Let $A$ be an $3\times 3$ orthogonal matrices with real entries,Then which are true

  1. $\det A$ is rational number

  2. $d(Ax,Ay)=d(x,y)$ for any two vector $x,y\in \mathbb{R}^3$ where $d$ is ussual eucledean distance.

  3. All entries off $A$ are positive.

  4. All eigen values of $A$ are real.

determinant of orthogonal matrix is $\{1,-1\}$ so 1 is true, modulas of eigen values of an orthogonal matrix is $1$ so 4 may not be true always, I am not getting anything about 2 and 3. Thank you.

  • 0
    @JyrkiLahtonen, Please help me, sir.2017-10-19

3 Answers 3

3

Hint: For 2 (work out the details as exercise)
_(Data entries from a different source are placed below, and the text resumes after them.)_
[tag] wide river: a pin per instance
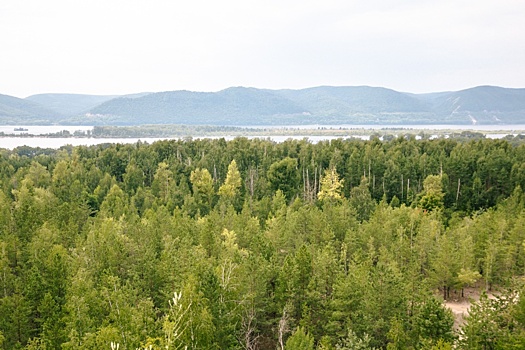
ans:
(46, 142)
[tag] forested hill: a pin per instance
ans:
(251, 244)
(250, 106)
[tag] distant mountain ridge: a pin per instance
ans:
(251, 106)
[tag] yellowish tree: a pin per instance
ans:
(331, 186)
(231, 186)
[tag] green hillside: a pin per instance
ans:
(251, 106)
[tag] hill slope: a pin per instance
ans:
(250, 106)
(15, 110)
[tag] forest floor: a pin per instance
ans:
(460, 305)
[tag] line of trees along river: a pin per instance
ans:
(251, 244)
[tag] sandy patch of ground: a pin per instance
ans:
(460, 305)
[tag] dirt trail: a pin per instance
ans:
(460, 305)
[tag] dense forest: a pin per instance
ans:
(251, 244)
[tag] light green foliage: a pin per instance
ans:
(283, 176)
(331, 186)
(432, 195)
(435, 321)
(95, 240)
(232, 184)
(300, 340)
(202, 184)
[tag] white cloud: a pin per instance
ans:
(117, 46)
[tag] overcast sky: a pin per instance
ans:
(127, 46)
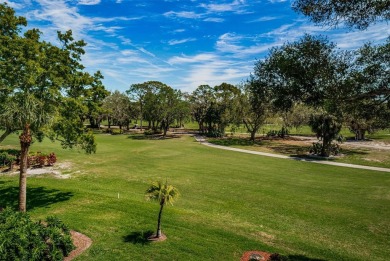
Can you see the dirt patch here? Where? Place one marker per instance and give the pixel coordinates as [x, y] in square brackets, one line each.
[255, 255]
[81, 242]
[55, 171]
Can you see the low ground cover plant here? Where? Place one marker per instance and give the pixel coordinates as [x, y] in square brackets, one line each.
[23, 239]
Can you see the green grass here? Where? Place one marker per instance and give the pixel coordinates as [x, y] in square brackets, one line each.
[353, 155]
[230, 203]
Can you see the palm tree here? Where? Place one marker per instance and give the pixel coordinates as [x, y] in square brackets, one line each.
[164, 194]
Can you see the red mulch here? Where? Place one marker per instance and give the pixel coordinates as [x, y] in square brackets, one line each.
[265, 255]
[81, 242]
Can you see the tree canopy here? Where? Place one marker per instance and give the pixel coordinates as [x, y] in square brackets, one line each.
[354, 13]
[35, 77]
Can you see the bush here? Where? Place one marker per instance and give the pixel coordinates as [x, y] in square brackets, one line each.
[316, 149]
[278, 133]
[6, 159]
[214, 134]
[152, 132]
[39, 159]
[278, 257]
[23, 239]
[51, 159]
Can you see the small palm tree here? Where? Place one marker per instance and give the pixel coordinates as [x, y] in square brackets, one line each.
[164, 194]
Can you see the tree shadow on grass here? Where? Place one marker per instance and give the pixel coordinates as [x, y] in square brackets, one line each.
[138, 237]
[302, 258]
[235, 141]
[152, 137]
[36, 197]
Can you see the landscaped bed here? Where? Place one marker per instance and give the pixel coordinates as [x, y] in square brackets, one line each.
[230, 203]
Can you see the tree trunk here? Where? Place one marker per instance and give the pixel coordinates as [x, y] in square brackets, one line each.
[253, 135]
[158, 233]
[25, 142]
[5, 134]
[109, 122]
[325, 146]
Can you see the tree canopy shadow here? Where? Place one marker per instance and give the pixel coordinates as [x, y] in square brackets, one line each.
[36, 197]
[302, 258]
[10, 151]
[152, 137]
[138, 237]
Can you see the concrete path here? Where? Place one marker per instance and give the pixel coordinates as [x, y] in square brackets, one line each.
[203, 141]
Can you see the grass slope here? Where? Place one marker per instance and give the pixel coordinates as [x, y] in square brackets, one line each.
[230, 203]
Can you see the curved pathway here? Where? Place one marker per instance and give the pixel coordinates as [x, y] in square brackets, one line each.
[203, 141]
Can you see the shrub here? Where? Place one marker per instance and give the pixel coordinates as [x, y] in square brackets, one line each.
[51, 159]
[23, 239]
[6, 159]
[316, 149]
[39, 159]
[278, 257]
[278, 133]
[215, 134]
[148, 132]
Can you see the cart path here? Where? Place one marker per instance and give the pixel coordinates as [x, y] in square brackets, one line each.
[203, 141]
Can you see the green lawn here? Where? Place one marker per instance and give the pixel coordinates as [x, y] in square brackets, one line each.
[230, 202]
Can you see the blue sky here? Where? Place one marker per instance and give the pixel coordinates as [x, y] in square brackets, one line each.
[181, 43]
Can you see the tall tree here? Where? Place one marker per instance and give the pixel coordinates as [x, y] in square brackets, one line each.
[94, 97]
[201, 100]
[119, 107]
[164, 194]
[137, 93]
[368, 106]
[309, 71]
[354, 13]
[34, 74]
[255, 105]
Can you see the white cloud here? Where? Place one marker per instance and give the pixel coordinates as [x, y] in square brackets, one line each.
[235, 6]
[89, 2]
[179, 31]
[183, 59]
[215, 20]
[183, 14]
[175, 42]
[265, 19]
[14, 5]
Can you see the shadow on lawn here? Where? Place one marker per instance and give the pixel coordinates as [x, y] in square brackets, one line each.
[36, 197]
[303, 258]
[151, 137]
[138, 237]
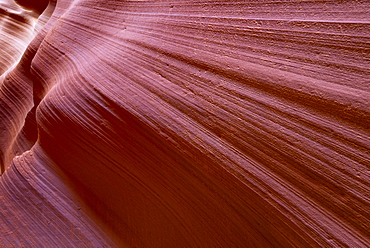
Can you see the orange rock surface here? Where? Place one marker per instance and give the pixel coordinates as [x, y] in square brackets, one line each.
[184, 123]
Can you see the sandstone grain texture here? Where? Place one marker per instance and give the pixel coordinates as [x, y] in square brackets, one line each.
[185, 123]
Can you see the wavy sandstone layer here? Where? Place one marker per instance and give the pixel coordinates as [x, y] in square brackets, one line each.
[185, 124]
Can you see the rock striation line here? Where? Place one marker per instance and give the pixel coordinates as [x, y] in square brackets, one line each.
[187, 124]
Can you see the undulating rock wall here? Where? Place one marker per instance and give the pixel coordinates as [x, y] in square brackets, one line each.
[185, 123]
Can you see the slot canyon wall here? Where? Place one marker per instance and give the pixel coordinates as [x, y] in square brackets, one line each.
[184, 123]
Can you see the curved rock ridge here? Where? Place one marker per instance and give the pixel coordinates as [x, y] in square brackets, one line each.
[189, 124]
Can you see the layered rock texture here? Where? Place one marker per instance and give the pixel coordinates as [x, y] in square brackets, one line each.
[185, 123]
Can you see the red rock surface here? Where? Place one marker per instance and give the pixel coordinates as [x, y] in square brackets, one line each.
[185, 124]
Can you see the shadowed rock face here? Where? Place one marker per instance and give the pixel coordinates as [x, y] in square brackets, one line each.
[187, 124]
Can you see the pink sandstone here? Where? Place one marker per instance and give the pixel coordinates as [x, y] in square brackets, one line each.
[184, 123]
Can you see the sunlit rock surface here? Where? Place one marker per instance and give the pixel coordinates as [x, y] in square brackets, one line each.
[185, 124]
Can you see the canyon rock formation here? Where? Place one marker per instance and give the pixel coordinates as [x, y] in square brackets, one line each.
[184, 123]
First, we show that if $A$ is orthogonal then $\| Ax \|^2 = \|x\|^2.$ Write $\|Ax \|^2 = (Ax)^{T}(Ax).$ Distribute the transpose and recall that $A^{T}A = I.$ Done.

Now, write $d(Ax, Ay) = \| Ax - Ay \|^2 = (Ax-Ay)^{T}(Ax-Ay).$ Simplify to get $(Ax)^{T}(Ax)-2(Ax)^{T}(Ay)+(Ay)^{T}(Ay) = \| Ax \|^2 - 2 (Ax)^{T}(Ay) + \| Ay \|^2$ Similarly show that $ d(x, y) = \| x \|^2 - 2 x^{T}y + \| y \|^2.$

Now, you can match the terms one to one, except for the middle terms $(2 (Ax)^{T}(Ay)$ and $2 x^{T}y)$. Well, you further simplify $(Ax)^{T}(Ay)$ and recall that $A^{t} A = I.$ Done.

  • 0
    Well, if $A$ preserves vector length, then it preserves length squared, so no harm done. By the way, to show that $A$ preserves vector length (rather than length squared) consider: $\| Ax \| = \sqrt{(Ax)^{T}(Ax)} = \sqrt(x^{T}A^{T}Ax) = \sqrt{x^{T}x} = \| x \|.$2012-07-09
3

For 4, think about a rotation matrix.

1

The orthogonal matrix represents orthogonal transformation, which preservers inner product, so 2 is true.

3 is false, the counter example is the rotation matrix.

4 is also false, the eigenvalues are lying on the unit circle, not necessary real.